Para ser justos, Marx no fue el único profeta que pecó de impaciencia. Hacia 1930, el economista británico John Maynard Keynes se declaraba convencido de que dentro de 100 años nos liberaríamos de la tiranía del dinero y nos dedicaríamos por fin a la buena vida. Libres de preocupaciones materiales, tendríamos mucho tiempo libre para nutrirnos de conocimiento y belleza. Keynes era un liberal de izquierdas. Pero incluso pensadores situados muy a su derecha estaban dispuestos a jurar que el capitalismo estaba produciendo sus propios sepultureros. También en el periodo de entreguerras, Joseph Schumpeter, campeón de la economía de mercado, desde su cátedra de Harvard señalaba con el dedo el poder subversivo de los intelectuales, parásitos de la sociedad en su opinión envidiosos del éxito de los emprendedores, los verdaderos productores de riqueza.

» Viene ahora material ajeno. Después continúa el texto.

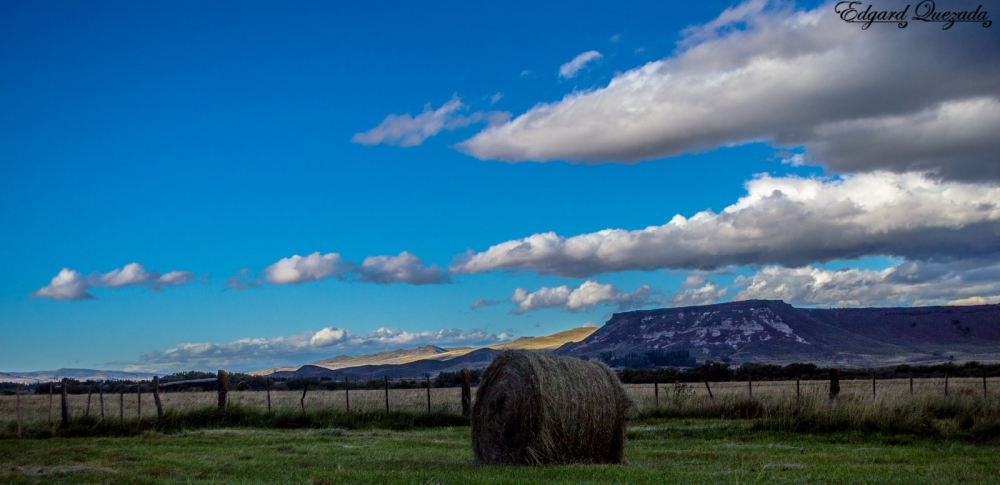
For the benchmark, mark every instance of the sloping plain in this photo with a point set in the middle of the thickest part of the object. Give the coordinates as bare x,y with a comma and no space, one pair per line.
423,360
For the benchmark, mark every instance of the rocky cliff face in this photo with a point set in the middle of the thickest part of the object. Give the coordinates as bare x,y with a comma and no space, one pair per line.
775,332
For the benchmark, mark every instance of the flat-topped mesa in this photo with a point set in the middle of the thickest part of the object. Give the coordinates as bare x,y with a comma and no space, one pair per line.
771,331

¿Y qué decir de Friedrich Hayek, el padre del neoliberalismo? Estaba dispuesto a jurar que pronto cualquier diferencia entre sistemas económicos se perdería en un magma indistinto: capitalismo y socialismo iban a converger bajo el paraguas de una planificación económica totalitaria. Sin embargo, se olvidó de reflexionar sobre la responsabilidad que el capitalismo había tenido en causar la Primera Guerra Mundial y la Gran Depresión, sin las cuales el fruto envenenado del fascismo habría sido sin duda mucho menos apetecible.

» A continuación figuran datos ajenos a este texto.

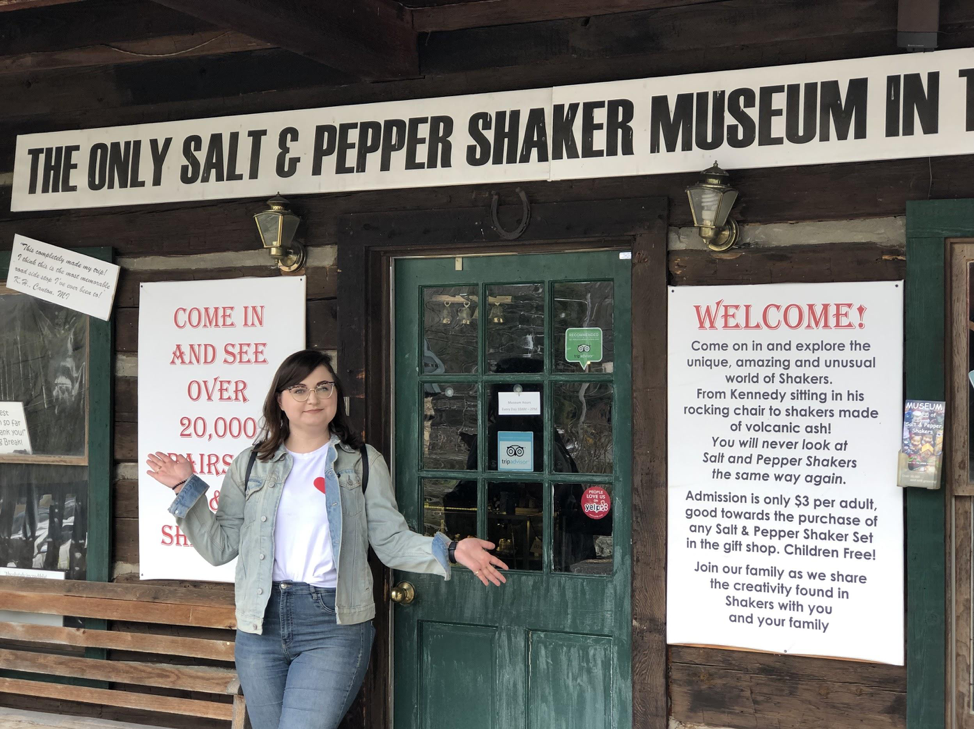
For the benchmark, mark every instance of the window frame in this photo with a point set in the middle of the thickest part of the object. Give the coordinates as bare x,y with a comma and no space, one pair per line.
931,520
99,441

Si se tiene en cuenta el daño que produce cuando se deja sin regular, difícilmente se puede argumentar que el capitalismo es un sistema eficiente. Pero también es cierto que no es sencillo deshacerse de él, al menos en esta parte del mundo, e incluso cuando eso ocurra, el socialismo no sería la única alternativa posible, ni quizá la más probable. Pensar en términos binarios, en definitiva, no ayuda a imaginar escenarios realistas.

Ahora bien, quienes se preocupan por la justicia social deberían considerar que el propio capitalismo no es un monolito, sino que ha existido en diferentes formas, algunas compatibles con una socialdemocracia radical. Un mundo multipolar ofrecería mayor libertad para experimentar con nuevas soluciones. Me gusta pensar que será el sur el protagonista de la nueva etapa; por ejemplo, América Latina, donde podrían crearse las condiciones para abandonar definitivamente el modelo neoliberal y emprender el camino del desarrollo autodeterminado y participativo. Pero también Europa haría bien en despertar del sueño de Fukuyama si no quiere llegar tarde a su cita con la historia.